In Arizona Senate race, Republican Martha McSally’s embrace of Trump carries risks

Wednesday, 29 Aug, 2018

With 59 percent of precincts reporting, McSally had 52 percent of the vote, Ward had 28 percent, and Arpaio had 19 percent.

In a year where Senate Democrats are playing defense, the Arizona seat offers a rare pickup opportunity that could help them maintain the status quo of a narrowly divided Senate or even tip them into the majority. Jeff Flake, who announced past year that he would not seek re-election.

The candidates in the race who lost include to very pro-Trump figures, as conspiracy theorist Kelli Ward and disgraced former sheriff Joe Arpaio both lost by a large margin.

The campaign season between the Republican candidates was long, divisive and, at times, just downright ugly. When McCain's family said last week that he was discontinuing medical treatment, Ward speculated in a later-deleted Facebook post that the announcement was meant to hurt her campaign for Flake's seat.

But the race to embrace the polarizing Trump could make it harder in November for the Republican victor. Trump spared Arpaio a possible jail sentence past year by pardoning his federal conviction stemming from his immigration patrols. The former Maricopa County sheriff was featured in a satirical show from comedian Sasha Baron Cohen, of "Borat" fame, where he was seen discussing gun control with a toy donut.

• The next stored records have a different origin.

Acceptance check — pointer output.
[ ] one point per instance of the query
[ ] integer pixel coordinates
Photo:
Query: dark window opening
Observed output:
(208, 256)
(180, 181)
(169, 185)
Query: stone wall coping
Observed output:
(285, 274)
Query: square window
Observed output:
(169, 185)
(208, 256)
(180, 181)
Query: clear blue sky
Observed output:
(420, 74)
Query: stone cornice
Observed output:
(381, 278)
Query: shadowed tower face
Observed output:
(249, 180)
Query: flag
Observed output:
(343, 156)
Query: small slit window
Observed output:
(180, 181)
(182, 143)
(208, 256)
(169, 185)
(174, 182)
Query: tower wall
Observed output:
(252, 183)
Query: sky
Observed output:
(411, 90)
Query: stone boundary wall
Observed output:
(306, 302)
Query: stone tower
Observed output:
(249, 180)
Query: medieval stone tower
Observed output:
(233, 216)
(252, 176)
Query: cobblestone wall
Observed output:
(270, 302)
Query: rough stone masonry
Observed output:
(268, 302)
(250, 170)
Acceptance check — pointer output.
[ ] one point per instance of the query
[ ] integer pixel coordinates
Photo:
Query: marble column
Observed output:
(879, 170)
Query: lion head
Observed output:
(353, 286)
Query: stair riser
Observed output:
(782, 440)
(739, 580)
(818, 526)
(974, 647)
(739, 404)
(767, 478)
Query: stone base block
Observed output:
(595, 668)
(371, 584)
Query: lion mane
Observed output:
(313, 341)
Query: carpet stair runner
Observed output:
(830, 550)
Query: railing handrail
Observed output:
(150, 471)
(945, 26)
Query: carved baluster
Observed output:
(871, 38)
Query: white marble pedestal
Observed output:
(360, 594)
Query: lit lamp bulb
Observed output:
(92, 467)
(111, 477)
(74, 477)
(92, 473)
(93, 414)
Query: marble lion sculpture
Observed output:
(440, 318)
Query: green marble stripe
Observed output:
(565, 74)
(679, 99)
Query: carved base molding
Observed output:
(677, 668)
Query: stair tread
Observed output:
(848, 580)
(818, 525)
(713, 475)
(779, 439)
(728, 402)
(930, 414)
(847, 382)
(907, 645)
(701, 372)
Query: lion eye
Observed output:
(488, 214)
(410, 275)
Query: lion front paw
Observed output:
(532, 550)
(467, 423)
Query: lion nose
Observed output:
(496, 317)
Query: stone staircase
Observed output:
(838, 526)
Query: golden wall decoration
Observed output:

Sinema, a former Green Party member, has undergone her own political shift toward the middle over the years, joining the "Blue Dog Coalition" of moderate Democrats after winning her seat in 2012 and voting against Democrat Nancy Pelosi's re-election as minority leader in 2016. John McCain should step down from the Senate after his brain cancer diagnosis.

The problem for Putnam may be that in 2016, he was among the many Republican establishment figures who expressed reservations about Trump publicly.

Trump held off on endorsing anyone in the primary race until Wednesday morning, when he announced his support for McSally on Twitter.

Ward apologized Monday, saying she was bemoaning media coverage rather than the family's announcement. The Arizona congresswoman has said in multiple interviews that her bisexuality has made her a better leader due to the adversity she faced while growing up.

Now Sinema will continue to campaign until November 6, when voters in Arizona will pick their representative.

History is on McSally's side, as Arizona has not elected a Democratic senator since the late 1980s.

Schapira did too, a fact that speaks to what has been one of the most significant challenges in the Democratic primary race: distinguishing one candidate from the other.

Switching gears to Arizona's gubernatorial race - incumbent Governor Doug Ducey secured his position in the Republican primary, defeating Arizona Secretary of State Ken Bennett.

Both parties have their sights on flipping two Arizona House seats in November as well.

Sinema told ABC News that she was unfazed by the ad.

"Arizona voters shattered a lavender ceiling in selecting Kyrsten Sinema as the Democratic nominee for U.S. Senate", said the LGBTQ Victory Fund, the Washington Examiner reports. Although it's Ducey's job to name a replacement for McCain, the governor said he didn't plan to do so until after McCain's funeral.